Data Processing Agreement

Data Processing Agreement (DPA) pursuant to Art. 28 GDPR / Swiss FADP

Between
Beyond Tickets AG, Maschinengasse 12, 6330 Cham, Switzerland (“Processor”)
and the event organizer (“Controller”) – jointly the “Parties”.

1. Subject, Term, Nature & Purpose

Processor provides ticketing/event software and processes personal data of ticket buyers and contacts on behalf of Controller. Processing starts upon contract and ends upon termination. Purposes include ticket sales & access control, settlement, transactional emails, support, analytics, fraud prevention, and Controller’s event-related marketing (where lawful).

2. Data subjects & categories

Subjects: ticket buyers, companions, promoters, Controller’s staff (admin/support).
Data: identity/contact, transaction & access data, technical/log data, consent records. Payment data is handled primarily by the PSP; Processor receives status/reference data.

3. Instructions & roles

Processing only on documented instructions. Processor informs Controller if an instruction appears unlawful. Controller determines purposes and means.

4. Confidentiality

Processor ensures that persons authorised to process personal data are bound by confidentiality, surviving termination.

5. Technical & organisational measures (TOMs)

Processor implements appropriate TOMs under Art. 32 GDPR: TLS, encryption at rest, RBAC/least privilege, MFA, logging, backups/restore testing, secure SDLC, vulnerability management, staff training. Evidence available upon request.

6. Sub-processors

General authorization for sub-processors (e.g., hosting/CDN, email, support tools) as listed in the Privacy Policy (https://beyond-tickets.com/privacy). Changes are notified at least 30 days in advance; Controller may object for good cause. Processor imposes equivalent obligations (Art. 28(4) GDPR).

7. Third-country transfers

For international transfers, Processor ensures appropriate safeguards (notably EU SCCs with supplementary measures).

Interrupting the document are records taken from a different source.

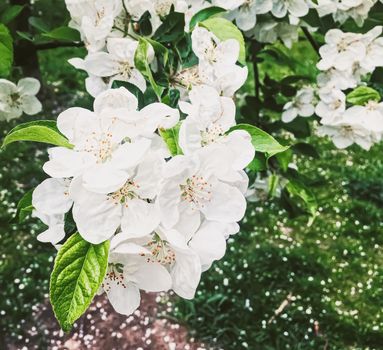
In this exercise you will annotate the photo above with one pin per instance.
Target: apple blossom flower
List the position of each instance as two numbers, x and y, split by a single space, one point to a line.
342 50
374 49
211 51
117 63
245 12
348 130
200 185
18 99
100 138
55 231
331 106
270 31
301 105
296 8
341 10
98 211
94 19
209 117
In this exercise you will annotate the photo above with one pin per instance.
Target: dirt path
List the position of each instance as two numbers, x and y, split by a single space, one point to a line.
101 328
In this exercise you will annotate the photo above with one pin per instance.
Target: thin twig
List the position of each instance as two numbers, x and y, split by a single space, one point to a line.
55 45
310 38
256 80
281 307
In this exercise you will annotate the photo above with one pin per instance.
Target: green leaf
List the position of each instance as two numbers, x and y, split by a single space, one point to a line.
6 51
25 207
39 24
159 49
171 29
39 131
224 30
204 15
25 35
273 183
362 94
284 159
306 149
133 89
298 189
170 136
141 63
262 141
78 272
11 13
64 34
258 163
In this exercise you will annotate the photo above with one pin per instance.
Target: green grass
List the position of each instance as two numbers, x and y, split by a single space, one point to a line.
332 269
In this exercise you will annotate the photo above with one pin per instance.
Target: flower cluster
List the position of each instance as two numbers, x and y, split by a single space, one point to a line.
107 28
18 99
346 59
167 217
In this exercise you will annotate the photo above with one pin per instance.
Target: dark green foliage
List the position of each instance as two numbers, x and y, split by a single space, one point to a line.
332 269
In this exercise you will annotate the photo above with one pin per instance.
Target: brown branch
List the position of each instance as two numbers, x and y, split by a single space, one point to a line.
310 38
57 44
285 303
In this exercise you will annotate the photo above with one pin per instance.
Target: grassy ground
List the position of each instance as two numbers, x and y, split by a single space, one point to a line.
324 281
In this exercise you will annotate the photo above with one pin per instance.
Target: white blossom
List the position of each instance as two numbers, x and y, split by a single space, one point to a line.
18 99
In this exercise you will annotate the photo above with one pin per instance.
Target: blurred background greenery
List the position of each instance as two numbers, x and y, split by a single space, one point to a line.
282 284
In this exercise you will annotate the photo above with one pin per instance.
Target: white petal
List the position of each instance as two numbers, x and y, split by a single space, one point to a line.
161 115
103 178
97 218
53 234
186 273
75 123
227 204
31 105
153 277
140 218
52 197
125 299
130 154
209 242
66 163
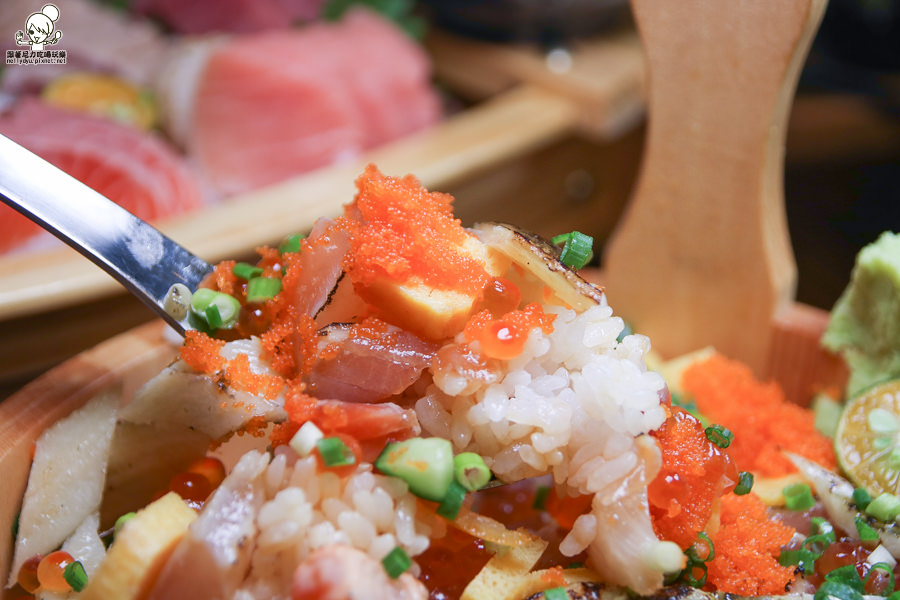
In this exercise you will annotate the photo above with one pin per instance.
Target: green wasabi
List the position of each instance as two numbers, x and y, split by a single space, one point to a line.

Swiss adequacy does not replace EU safeguards.

8. Assistance

Processor assists Controller with data subject rights, DPIAs (Art. 35), prior consultation (Art. 36), and supervisory authority requests.

9. Personal data breach

Processor notifies Controller without undue delay, no later than 48 hours after becoming aware, including information required by Art. 33 GDPR.

10. Evidence & audits

Processor provides reasonable evidence and enables audits upon reasonable notice, during business hours, respecting confidentiality and proportionality.

11. Deletion & return

Upon termination or on instruction, Processor deletes or returns all personal data within 30 days, unless statutory retention applies; any copies are securely deleted.

12. Liability, governing law, order of precedence

Liability per main agreement/Terms. Swiss law applies where not overridden by mandatory EU data protection law.